Panoptic Lifting for 3D Scene Understanding with Neural Fields
We propose a novel approach for learning panoptic 3d-volumetric representations from images of in-the-wild scenes.
Unlike existing approaches which use 3d input directly or indirectly, our method requires only machine-generated 2d panoptic segmentation masks inferred from a pre-trained network.
Our core contribution is a panoptic lifting scheme based on a neural field representation that generates a unified and multi-viewconsistent, 3d panopting representation of the scene.
To account for inconsistencies of 2d instance identifiers across views, we solve a linear assignment with a cost based on the model s current predictions and the machine-generated segmentation masks, thus enabling us to lift 2d instances to 3d in a consistent way.
Experimental results validate our approach on the challenging hypersim,replica, and scannet datasets, improving by 8.4, 13.8, and 10.6% in scene-level point-of - view (pq) over state of the art.
Authors
Yawar Siddiqui, Lorenzo Porzi, Samuel Rota Buló, Norman Müller, Matthias Nießner, Angela Dai, Peter Kontschieder
Panoptic 3d scene understanding models are key to enabling applications such as panoptic view synthesis and scene editing, while maintaining robustness to a variety of diverse input data.
Single-image panoptic segmentation, unfortunately, is still insufficient for tasks requiring coherency and consistency across multiple views.
In fact, panoptic masks often contain view-specific imperfections and inconsistent classifications, and single-image 2d models naturally lack the ability to track unique object identities across views.
Our model is trained from only 2d posed images and corresponding machine-generated 2d panoptic mask fields, and can render color, depth, semantics, and 3d-consistent instance information for novel views of the scene.
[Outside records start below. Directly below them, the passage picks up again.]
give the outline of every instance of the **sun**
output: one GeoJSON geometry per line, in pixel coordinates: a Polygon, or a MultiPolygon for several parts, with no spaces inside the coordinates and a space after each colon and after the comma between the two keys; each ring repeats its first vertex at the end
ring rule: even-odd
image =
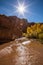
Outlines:
{"type": "Polygon", "coordinates": [[[16,8],[16,12],[18,13],[18,15],[23,15],[27,12],[27,6],[25,5],[25,3],[20,3],[18,2],[18,5],[15,6],[16,8]]]}

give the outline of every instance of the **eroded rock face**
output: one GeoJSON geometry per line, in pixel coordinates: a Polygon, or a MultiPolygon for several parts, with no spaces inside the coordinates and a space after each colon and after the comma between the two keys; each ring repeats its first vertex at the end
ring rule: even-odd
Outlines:
{"type": "Polygon", "coordinates": [[[21,37],[25,32],[28,22],[16,16],[0,15],[0,42],[21,37]]]}

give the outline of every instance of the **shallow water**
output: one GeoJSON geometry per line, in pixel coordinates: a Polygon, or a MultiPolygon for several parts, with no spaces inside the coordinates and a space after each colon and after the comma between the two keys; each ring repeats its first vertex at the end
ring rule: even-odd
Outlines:
{"type": "Polygon", "coordinates": [[[43,65],[43,45],[35,40],[21,41],[0,46],[0,65],[43,65]]]}

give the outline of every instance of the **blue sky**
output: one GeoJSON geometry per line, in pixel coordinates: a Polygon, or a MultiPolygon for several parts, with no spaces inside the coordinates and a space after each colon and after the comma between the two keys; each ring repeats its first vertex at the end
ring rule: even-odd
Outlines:
{"type": "Polygon", "coordinates": [[[16,8],[18,0],[0,0],[0,14],[7,16],[18,16],[19,18],[26,18],[30,22],[43,22],[43,0],[19,0],[24,2],[27,7],[27,13],[24,17],[18,16],[16,8]]]}

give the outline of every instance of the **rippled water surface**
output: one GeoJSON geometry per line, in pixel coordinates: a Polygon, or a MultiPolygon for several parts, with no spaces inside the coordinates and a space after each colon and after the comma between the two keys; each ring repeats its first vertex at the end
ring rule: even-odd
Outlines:
{"type": "Polygon", "coordinates": [[[43,65],[43,44],[20,39],[0,45],[0,65],[43,65]]]}

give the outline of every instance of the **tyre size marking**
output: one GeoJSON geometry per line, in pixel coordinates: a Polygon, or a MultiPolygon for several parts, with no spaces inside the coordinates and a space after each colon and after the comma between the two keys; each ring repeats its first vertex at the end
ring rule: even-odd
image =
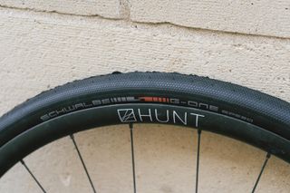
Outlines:
{"type": "Polygon", "coordinates": [[[176,110],[158,110],[140,108],[134,109],[118,109],[118,117],[121,122],[160,122],[174,124],[179,123],[182,125],[190,125],[196,128],[198,127],[200,119],[205,118],[205,115],[195,112],[185,111],[180,112],[176,110]]]}

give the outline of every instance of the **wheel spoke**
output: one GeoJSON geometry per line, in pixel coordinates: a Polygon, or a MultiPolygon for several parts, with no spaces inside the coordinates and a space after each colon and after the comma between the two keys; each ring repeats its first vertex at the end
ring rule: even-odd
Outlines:
{"type": "Polygon", "coordinates": [[[264,164],[263,164],[263,166],[262,166],[260,174],[259,174],[259,176],[257,177],[257,179],[256,179],[256,183],[255,183],[255,186],[254,186],[254,188],[253,188],[252,193],[254,193],[254,192],[256,191],[256,187],[257,187],[257,184],[258,184],[259,181],[260,181],[261,176],[262,176],[262,174],[263,174],[263,172],[264,172],[264,169],[265,169],[265,168],[266,168],[266,164],[267,164],[270,157],[271,157],[271,154],[270,154],[270,153],[267,153],[266,156],[264,164]]]}
{"type": "Polygon", "coordinates": [[[132,158],[132,171],[133,171],[133,185],[134,193],[136,193],[136,175],[135,175],[135,157],[134,157],[134,140],[133,140],[133,124],[130,124],[130,152],[132,158]]]}
{"type": "Polygon", "coordinates": [[[83,159],[82,159],[82,154],[81,154],[81,152],[80,152],[80,150],[79,150],[79,148],[78,148],[78,146],[77,146],[77,144],[76,144],[76,142],[75,142],[74,136],[73,136],[72,134],[71,135],[71,139],[72,139],[72,142],[73,142],[74,148],[75,148],[75,150],[76,150],[76,151],[77,151],[77,153],[78,153],[79,159],[80,159],[80,160],[81,160],[81,162],[82,162],[82,165],[83,169],[84,169],[84,171],[85,171],[85,173],[86,173],[86,175],[87,175],[87,178],[88,178],[88,179],[89,179],[89,181],[90,181],[90,184],[91,184],[91,187],[92,187],[92,191],[93,191],[94,193],[96,193],[96,189],[95,189],[95,188],[94,188],[94,186],[93,186],[93,183],[92,183],[92,179],[91,179],[91,177],[90,177],[90,174],[89,174],[89,171],[88,171],[88,169],[87,169],[87,167],[86,167],[85,164],[84,164],[83,159]]]}
{"type": "Polygon", "coordinates": [[[198,152],[197,152],[197,173],[196,173],[196,193],[198,192],[198,176],[199,176],[199,154],[200,154],[200,136],[201,130],[198,130],[198,152]]]}
{"type": "Polygon", "coordinates": [[[46,193],[46,191],[44,190],[44,187],[39,183],[39,181],[37,180],[37,179],[35,178],[35,176],[33,174],[33,172],[29,169],[29,168],[27,167],[27,165],[25,164],[25,162],[24,160],[20,160],[20,162],[22,163],[22,165],[24,165],[24,167],[26,169],[26,170],[28,171],[28,173],[30,174],[30,176],[34,179],[34,181],[36,182],[36,184],[38,185],[38,187],[43,190],[44,193],[46,193]]]}

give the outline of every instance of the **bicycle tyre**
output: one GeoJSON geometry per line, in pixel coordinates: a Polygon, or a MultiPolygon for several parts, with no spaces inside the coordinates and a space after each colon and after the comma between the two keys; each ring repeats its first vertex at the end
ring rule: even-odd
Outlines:
{"type": "Polygon", "coordinates": [[[217,132],[290,162],[290,104],[207,77],[128,72],[43,92],[0,118],[0,177],[61,137],[121,123],[168,123],[217,132]]]}

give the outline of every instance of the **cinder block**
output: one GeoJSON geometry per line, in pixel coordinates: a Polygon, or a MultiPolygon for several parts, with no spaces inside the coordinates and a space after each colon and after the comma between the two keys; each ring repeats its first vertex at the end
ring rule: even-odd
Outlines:
{"type": "Polygon", "coordinates": [[[0,0],[0,5],[71,14],[121,17],[119,0],[0,0]]]}

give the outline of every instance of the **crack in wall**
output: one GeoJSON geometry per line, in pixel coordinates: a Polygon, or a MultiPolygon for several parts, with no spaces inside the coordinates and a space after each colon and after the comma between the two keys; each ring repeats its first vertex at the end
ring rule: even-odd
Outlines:
{"type": "Polygon", "coordinates": [[[201,31],[201,32],[211,32],[211,33],[219,33],[225,34],[232,34],[232,35],[241,35],[241,36],[252,36],[252,37],[265,37],[265,38],[271,38],[271,39],[279,39],[279,40],[290,40],[289,37],[281,37],[276,35],[266,35],[266,34],[246,34],[246,33],[239,33],[239,32],[231,32],[231,31],[222,31],[222,30],[215,30],[215,29],[206,29],[206,28],[198,28],[198,27],[188,27],[181,24],[177,24],[171,22],[141,22],[141,21],[135,21],[132,20],[130,17],[130,0],[120,0],[120,17],[108,17],[103,16],[102,14],[71,14],[65,12],[60,12],[56,10],[43,10],[43,9],[35,9],[35,8],[22,8],[22,7],[15,7],[15,6],[9,6],[5,5],[0,4],[0,8],[6,8],[6,9],[14,9],[14,10],[20,10],[20,11],[28,11],[28,12],[35,12],[35,13],[44,13],[44,14],[58,14],[63,15],[70,15],[70,16],[82,16],[82,17],[98,17],[101,19],[105,20],[111,20],[111,21],[126,21],[130,22],[131,25],[137,24],[147,24],[151,26],[156,25],[172,25],[174,27],[179,27],[182,29],[191,30],[191,31],[201,31]]]}
{"type": "Polygon", "coordinates": [[[130,21],[130,4],[129,0],[120,0],[120,14],[126,21],[130,21]]]}

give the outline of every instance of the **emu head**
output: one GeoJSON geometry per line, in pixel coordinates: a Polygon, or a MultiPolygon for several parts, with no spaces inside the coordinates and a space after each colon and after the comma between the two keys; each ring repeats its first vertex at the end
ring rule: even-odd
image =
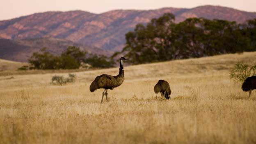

Panoptic lifting supports applications like novel panoptic point synthesis, scene editing, and panoptic image understanding.
Result
We introduce panoptic lifting, a novel approach to lift 2d machine-generated panoptic labels to an implicit 3d volumetric representation.
Compared to state of the art, our model is more robust to the inherent noise present in machine-generated labels, hence resulting in significant improvements across datasets while providing the ability to work on in-the-wild scenes.
As a result, our model can produce clean, coherent, and 3d-consistent panoptic segmentation masks together with color and depth images for novel views.